The Bavarian Gate By John Dalmas

He awoke having to relieve himself. Taking the toilet paper from the K ration he’d eaten, he cloaked himself, checked the corridor, returned to the unbarred entryway and left the building. It was still daylight but the sun was low, the side yard mostly shadowed by bordering trees.

Even so, crossing it made him twitchy. This was the SS wing, and if someone saw him through a window … His jumpsuit didn’t look remotely like an SS uniform, or anyone’s uniform except the American airborne.

Macurdy, he told himself, quit your damned worrying. It’s worked every time. Even Hansi didn’t see you till you fumbled that file folder.

After relieving himself in the forest, he walked to the lake, and in the early dusk, refilled his canteen. Then he returned to the building, to one of the magazines. Once more he filled the drop bag with TNT, this time taking it not to the stack behind the old table, but out the back entryway. He packed it about 500 yards, including a couple hundred feet up the four-wheel-drive road that climbed the Witches’ Ridge. There he stashed it behind a patch of fir saplings, cloaking the stash. He marked the place-it would soon be too dark to find it otherwise-by breaking off a dead fir sapling and laying it across the truck trail. Using the pen light would be risky, so near the county road.

That trip too he repeated, till he’d transferred some 300 half-kilo blocks, and had started back for more. By that time it was fully night, and moonless. When he’d almost reached the graveled road, he heard footsteps walking in the direction of the schloss. Motionless, he listened while the person passed, invisible to him in the moonless, tree-shadowed dark. Even after he could no longer hear the sounds, he waited a couple of minutes before following. Sound could betray him.

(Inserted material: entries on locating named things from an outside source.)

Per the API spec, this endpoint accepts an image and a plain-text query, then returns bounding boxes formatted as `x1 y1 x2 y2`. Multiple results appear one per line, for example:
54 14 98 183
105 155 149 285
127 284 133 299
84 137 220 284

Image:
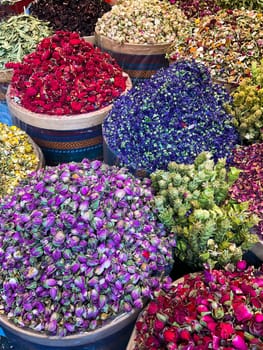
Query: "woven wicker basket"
95 29 171 83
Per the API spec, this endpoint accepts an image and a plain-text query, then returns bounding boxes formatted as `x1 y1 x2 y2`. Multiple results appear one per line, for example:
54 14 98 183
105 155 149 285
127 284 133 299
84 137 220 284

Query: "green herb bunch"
226 60 263 144
151 152 259 269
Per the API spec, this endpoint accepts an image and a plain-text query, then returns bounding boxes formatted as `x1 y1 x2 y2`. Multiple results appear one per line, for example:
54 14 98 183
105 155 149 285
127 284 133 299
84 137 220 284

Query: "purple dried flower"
0 160 174 336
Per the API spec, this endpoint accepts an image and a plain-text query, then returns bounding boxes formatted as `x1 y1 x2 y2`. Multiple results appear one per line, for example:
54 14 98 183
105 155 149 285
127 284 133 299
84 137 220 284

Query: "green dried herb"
0 123 39 198
0 14 53 69
226 60 263 144
151 152 259 269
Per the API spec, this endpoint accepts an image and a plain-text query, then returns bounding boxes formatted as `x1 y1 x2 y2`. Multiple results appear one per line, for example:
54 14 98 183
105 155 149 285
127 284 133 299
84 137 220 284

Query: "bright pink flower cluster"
6 31 127 115
134 261 263 350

But he did take something for granted. In the entryway he opened the door-to find two SS men coming toward him down the corridor, talking! One glanced toward him, stopped and stared, then swore. “That damned Josef! The fool left the door wide open! If Mueller or Lipanov find it like that, it will ruin everything!”

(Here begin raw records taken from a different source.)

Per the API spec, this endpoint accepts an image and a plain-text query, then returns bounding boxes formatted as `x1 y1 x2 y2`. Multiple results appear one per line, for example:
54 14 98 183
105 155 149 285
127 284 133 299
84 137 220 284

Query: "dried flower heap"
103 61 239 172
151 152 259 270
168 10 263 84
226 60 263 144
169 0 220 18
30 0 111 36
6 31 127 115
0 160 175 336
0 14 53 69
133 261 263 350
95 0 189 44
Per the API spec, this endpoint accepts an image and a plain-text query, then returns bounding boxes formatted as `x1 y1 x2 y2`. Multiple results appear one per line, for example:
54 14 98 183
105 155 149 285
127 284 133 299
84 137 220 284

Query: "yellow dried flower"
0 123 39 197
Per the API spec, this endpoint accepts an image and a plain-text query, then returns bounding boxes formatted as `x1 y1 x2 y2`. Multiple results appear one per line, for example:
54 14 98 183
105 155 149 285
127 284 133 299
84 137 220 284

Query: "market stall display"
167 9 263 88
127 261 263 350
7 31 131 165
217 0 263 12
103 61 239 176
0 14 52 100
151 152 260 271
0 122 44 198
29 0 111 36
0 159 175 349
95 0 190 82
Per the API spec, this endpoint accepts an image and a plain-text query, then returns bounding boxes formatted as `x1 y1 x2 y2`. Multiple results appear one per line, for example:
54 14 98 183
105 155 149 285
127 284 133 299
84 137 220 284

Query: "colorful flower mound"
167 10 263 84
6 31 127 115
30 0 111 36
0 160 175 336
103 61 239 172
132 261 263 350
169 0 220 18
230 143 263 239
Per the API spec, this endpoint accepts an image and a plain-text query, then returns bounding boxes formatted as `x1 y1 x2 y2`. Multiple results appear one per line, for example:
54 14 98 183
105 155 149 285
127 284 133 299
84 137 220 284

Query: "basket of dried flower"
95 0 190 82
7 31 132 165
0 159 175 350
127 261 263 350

“It could have been the woman.”

“That’s beside the point! It’s Josefs responsibility!” He strode toward Macurdy, who backed away, holding his breath. Grabbing the door, the soldier closed it in his face. Chagrined, Macurdy climbed the dozen steps to the yard and retreated to the forest’s edge. The person who’d passed on the road had been “the woman,” it seemed to him: some farmer’s wife or daughter whose husband or boy friend was fighting in the Ukraine, or sitting in a bunker on the Channel coast. A woman feeling desperate with life, and perhaps short of money.

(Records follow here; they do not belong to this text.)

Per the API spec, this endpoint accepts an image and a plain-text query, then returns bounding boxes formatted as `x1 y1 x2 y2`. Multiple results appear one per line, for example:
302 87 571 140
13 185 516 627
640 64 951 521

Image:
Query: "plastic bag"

How long would she be in there? He’d planned to take twice as much TNT to the hill, then perhaps start packing it up the ridge, if it wasn’t too damned dark.

But hell, even with his tiny pen light, it was too dark. The best thing to do was resign himself to patience. He still had a few days.

Or did he? What if they decided to transfer the Voitar early? With a muttered curse, Macurdy moved back to the entryway and down the stairs, to try the door. It was not barred, and he opened it a few slow inches. No one was in the corridor, so he slipped inside, moved quickly to the nearest magazine, picked the lock and entered. Again he blocked the space beneath the door and turned on the light. Working faster than before, he filled the bag with blocks, shouldered it, turned the light out again, removed the towel, and listened hard with an ear against the door. The party room was just a few yards away across the corridor.

Listened with worry and self-anger. What he’d just done was foolhardy, had endangered his whole mission for no adequate reason. The best thing to do now, he told himself, was catch a few hours sleep behind the stack of TNT

But hearing nothing, and driven by a sense of urgency, he held his breath, opened the door, and peered out. No one. Quickly he stepped into the corridor, closed the door silently behind him, and without locking it, went to the entryway and left. Then, crossing the lawn, he hiked to his stash by the ridge road, where he unloaded the bag and considered. He decided to go back for one more load, but not go inside till after the woman came out. When she left, the guardsmen would surely go up to bed.